Textile BalkonverkleidungZunächst dachten wir bei einer Balkonverkleidung ausschließlich an den Schutz vor kühlem Wind, der uns so häufig den Aufenthalt auf der Dachterrasse verleidete. Anfangs waren es ausrangierte Möbel, die zufällig an der richtigen Stelle standen und uns trotz böigem Wind einen netten Nachmittag bescherten. Sofort war eine neue Idee geboren: ein attraktiver Windfang würde uns viel Komfort bescheren. Schnell waren grobe Maße ermittelt und wir machten uns auf die Suche nach einem Hersteller. Was wir im Baumarkt angeboten bekamen, sagte uns nicht wirklich zu. Wir hatten langfristige Pläne. Die Balkonverkleidung war nur der Anfang. Später sollten noch weitere Sonnenschutzvorrichtungen folgen. Doch zunächst einmal wollten wir den Balkon als Freizeitoase nutzen und es uns dort so richtig gemütlich machen.
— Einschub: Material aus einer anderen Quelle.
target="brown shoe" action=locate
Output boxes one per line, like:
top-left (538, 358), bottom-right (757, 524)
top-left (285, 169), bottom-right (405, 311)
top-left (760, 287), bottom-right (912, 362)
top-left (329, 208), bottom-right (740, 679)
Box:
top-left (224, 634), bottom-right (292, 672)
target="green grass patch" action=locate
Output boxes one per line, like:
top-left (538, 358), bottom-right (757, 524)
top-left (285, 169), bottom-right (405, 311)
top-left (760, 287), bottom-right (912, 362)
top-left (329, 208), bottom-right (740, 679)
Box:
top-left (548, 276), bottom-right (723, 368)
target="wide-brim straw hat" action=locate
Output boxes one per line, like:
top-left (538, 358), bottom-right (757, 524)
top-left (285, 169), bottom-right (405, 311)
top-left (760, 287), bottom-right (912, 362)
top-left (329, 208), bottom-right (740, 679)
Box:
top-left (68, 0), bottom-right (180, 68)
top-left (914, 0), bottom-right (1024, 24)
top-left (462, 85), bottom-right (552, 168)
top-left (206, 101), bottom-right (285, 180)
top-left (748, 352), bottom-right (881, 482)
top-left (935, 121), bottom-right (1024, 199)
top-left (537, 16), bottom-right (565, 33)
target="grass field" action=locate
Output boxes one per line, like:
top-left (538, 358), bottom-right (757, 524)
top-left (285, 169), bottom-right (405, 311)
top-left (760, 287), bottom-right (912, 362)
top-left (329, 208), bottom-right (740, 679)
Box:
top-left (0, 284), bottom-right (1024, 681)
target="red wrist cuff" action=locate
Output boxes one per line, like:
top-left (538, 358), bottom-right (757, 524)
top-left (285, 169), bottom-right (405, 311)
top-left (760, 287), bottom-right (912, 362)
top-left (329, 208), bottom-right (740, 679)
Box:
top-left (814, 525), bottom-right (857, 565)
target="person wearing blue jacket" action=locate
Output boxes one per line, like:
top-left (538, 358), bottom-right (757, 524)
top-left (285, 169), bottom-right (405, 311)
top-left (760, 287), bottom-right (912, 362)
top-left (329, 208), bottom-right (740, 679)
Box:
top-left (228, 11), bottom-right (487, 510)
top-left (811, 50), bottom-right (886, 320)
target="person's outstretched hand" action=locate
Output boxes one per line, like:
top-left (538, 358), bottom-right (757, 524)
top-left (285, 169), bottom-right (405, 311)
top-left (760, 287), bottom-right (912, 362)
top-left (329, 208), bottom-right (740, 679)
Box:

Markisenstoff in Hülle und Fülle

Wer sich zum ersten Mal mit dem Thema Balkon Sichtschutz beschäftigt, wird erstaunt sein, wie viele unterschiedliche Anbieter es gibt und welche Materialien als Balkonumrandung verarbeitet werden. Es müssen Hunderte sein. Bis dahin dachte ich, das Ausgangsmaterial besitzt in jedem Fall Blockstreifen und ist aus Baumwolle gewebt. Weit gefehlt! Schnell musste ich erfahren, dass Baumwolle zwar gute Eigenschaften für die Verarbeitung zur Balkonumrandung besitzt, allerdings nicht annähernd so gute Witterungsbeständigkeit aufweist wie andere Stoffe. Für manche Produkte kommt sie praktisch gar nicht infrage. Zum Beispiel für eine Gelenkarmmarkise, bei der das Markisentuch lange Zeit eingefahren bleibt. Schon Luftfeuchtigkeit kann zu Schimmelflecken führen. Wir erfuhren, dass PVC oder Acryl das ideale Material für eine dauerhafte Balkonverkleidung wäre, die lange kräftige Farben und praktisch kaum Verschleiß zeigt.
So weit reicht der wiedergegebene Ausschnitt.